Since CAN bus devices by default are constantly sending data in the network I used it for device discovery. All devices should send a Presence message at least once in 3 seconds. If not, the device is considered disconnected.
With such a message structure, it is very simple to address commands not only to a specific device but also to broadcast them using the destination of 0x0. Also sending data information can be broadcasted as well as dedicated to a specific device:
The full protocol description is available on the Zakhar documentation page here:
I’m finishing the firmware implementation for all my robot units. In the next article, I want to talk about the protocol implementation in the Zakhar the Robot project.
Nice but What’s About the Alive Robot?
The main purpose of the project is to investigate the potential of animal-like behavior for the human-robot interaction. It is a big sophisticated topic and working on this demands a reliable hardware basis. I plan to spend some more time working on this. Then I will return to the high-level problem. Also, as I am a low-level developer I know that the hardware architecture defines high-level possibilities so it is important to make it right. Thanks for your patience and stay tuned!
03/07/2022 at 21:25 •
Behold a new project site!
It is not fully ready yet, but I hope it will help to organize the project and develop it faster and more efficiently.

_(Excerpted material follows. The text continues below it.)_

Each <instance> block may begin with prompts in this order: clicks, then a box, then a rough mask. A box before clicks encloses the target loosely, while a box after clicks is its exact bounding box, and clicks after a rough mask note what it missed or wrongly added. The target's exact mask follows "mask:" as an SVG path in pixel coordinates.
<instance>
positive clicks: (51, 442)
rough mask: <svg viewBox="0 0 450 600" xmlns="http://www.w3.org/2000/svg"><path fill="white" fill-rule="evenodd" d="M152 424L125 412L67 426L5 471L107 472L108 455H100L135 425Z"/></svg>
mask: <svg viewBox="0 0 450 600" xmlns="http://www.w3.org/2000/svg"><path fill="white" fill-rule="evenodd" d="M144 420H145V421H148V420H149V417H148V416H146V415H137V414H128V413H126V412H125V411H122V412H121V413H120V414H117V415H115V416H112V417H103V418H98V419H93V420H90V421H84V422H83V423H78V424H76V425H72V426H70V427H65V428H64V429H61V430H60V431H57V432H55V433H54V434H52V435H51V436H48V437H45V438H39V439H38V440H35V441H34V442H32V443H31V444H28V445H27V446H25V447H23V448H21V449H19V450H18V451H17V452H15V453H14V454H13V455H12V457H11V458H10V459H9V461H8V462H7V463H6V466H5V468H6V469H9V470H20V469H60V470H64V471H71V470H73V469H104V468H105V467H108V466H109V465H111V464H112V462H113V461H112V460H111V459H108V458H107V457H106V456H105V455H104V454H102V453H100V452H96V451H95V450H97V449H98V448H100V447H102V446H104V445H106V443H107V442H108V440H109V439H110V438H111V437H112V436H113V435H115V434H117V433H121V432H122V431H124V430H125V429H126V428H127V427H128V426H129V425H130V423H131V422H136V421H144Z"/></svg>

Also, I've created an organization for the project on GitHub. All repositories will be transferred there: https://github.com/Zakhar-the-Robot
02/06/2022 at 13:16 •
Finished yesterday a Bluetooth device for CAN bus monitoring. Need it to continue the integration of CAN into the Zakhar communication (closer Issues is https://github.com/an-dr/zakhar_platform/issues/12).
It serves two purposes:
- Remote access to Zakhar's data flows
- It is a node on the CAN bus, so all devices will get ACK response and won't fall into the error state
The data is printed in the CSV format, so it is easy to analyze.